ABSTRACT
Background
Progressive supranuclear palsy (PSP)–pallido‐nigro‐luysian atrophy (PNLA) is a neuropathological entity thought to be a variant of classic PSP. Clinical features and pathologic hallmarks are the same in both conditions; however, age and order of symptom onset, disease duration and prognosis, and distribution and density of pathology differentiate the 2 entities.
Objectives
This study presents a PSP‐PNLA case confirmed pathologically with a clinical presentation of hemichorea/ballism, spasticity, progressive hemiparesis, and a frontal behavioral syndrome with relative cognitive sparing early in the disease course.
Methods
We describe the clinical progression in this unique case supplemented with video and imaging findings in the form of magnetic resonance imaging and brain single photon emission computed tomography. Final diagnosis is via pathological analysis at autopsy.
Results
We present an elderly gentleman who manifested a clinical syndrome consisting of subacute onset of chorea that at presentation was distinctly unilateral and a frontal behavioral syndrome in the setting of mild thrombocytopenia and elevated anticardiolipin antibodies. Positive antiphospholipid antibodies resulted in an initial antemortem diagnosis of primary antiphospholipid syndrome as a cause of his chorea. Longitudinal follow‐up over 5 years demonstrated a progression of clinical features with hemi‐motor impersistence/chorea, disinhibition and impulsivity, and eventually corticospinal distribution weakness on the initially affected side. He required nursing home care and falls necessitated wheelchair use. Postmortem neuropathological study revealed a diagnosis of frontotemporal lobar degeneration‐tau, PSP‐PNLA.
Conclusions
This case broadens the phenotype of PSP‐PNLA and to our knowledge is the only case presenting with unilateral chorea.

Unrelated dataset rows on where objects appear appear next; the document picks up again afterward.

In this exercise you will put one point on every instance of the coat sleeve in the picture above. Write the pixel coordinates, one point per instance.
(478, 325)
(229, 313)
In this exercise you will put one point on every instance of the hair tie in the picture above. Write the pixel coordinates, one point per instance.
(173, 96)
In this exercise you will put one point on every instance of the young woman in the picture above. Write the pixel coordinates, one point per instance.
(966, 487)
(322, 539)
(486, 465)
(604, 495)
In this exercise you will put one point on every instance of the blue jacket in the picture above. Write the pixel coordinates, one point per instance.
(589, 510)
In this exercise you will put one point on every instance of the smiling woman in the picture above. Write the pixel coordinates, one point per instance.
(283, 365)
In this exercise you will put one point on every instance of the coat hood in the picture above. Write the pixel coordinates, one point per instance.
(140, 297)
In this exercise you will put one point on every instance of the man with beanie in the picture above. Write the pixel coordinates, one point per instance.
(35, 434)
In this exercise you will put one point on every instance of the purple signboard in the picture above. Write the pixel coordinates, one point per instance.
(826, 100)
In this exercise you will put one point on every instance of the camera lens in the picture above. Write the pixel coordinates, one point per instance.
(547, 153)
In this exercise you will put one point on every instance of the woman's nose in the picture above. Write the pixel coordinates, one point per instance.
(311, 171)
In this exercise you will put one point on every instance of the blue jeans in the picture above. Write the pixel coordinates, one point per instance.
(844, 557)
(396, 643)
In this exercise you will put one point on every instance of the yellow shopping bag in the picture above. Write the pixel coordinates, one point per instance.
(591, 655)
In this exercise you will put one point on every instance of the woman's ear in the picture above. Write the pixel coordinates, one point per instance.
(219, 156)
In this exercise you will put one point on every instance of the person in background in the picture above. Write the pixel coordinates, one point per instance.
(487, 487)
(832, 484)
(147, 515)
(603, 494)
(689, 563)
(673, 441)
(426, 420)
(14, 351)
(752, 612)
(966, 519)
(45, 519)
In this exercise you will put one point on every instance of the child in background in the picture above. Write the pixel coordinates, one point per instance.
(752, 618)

Keywords: progressive supranuclear palsy, chorea
Pathologically, progressive supranuclear palsy (PSP) is considered a tauopathy because of the presence of abnormally phosphorylated tau in the neurons and glia in subcortical and cortical areas. 1 The substantia nigra, subthalamic nucleus, and globus pallidus consistently contain tau pathology. PSP–pallido‐nigro‐luysian atrophy (PNLA) is a rare neurodegenerative disease defined by bilateral degeneration of these same structures. Although PNLA and PSP share prominent degeneration of the pallidonigroluysian region, PNLA has less widespread degeneration, few or absent neurofibrillary changes, absent or rare tufted astrocytes, and fewer/shorter argyrophilic threads compared with PSP. Thus, important pathological differences exist.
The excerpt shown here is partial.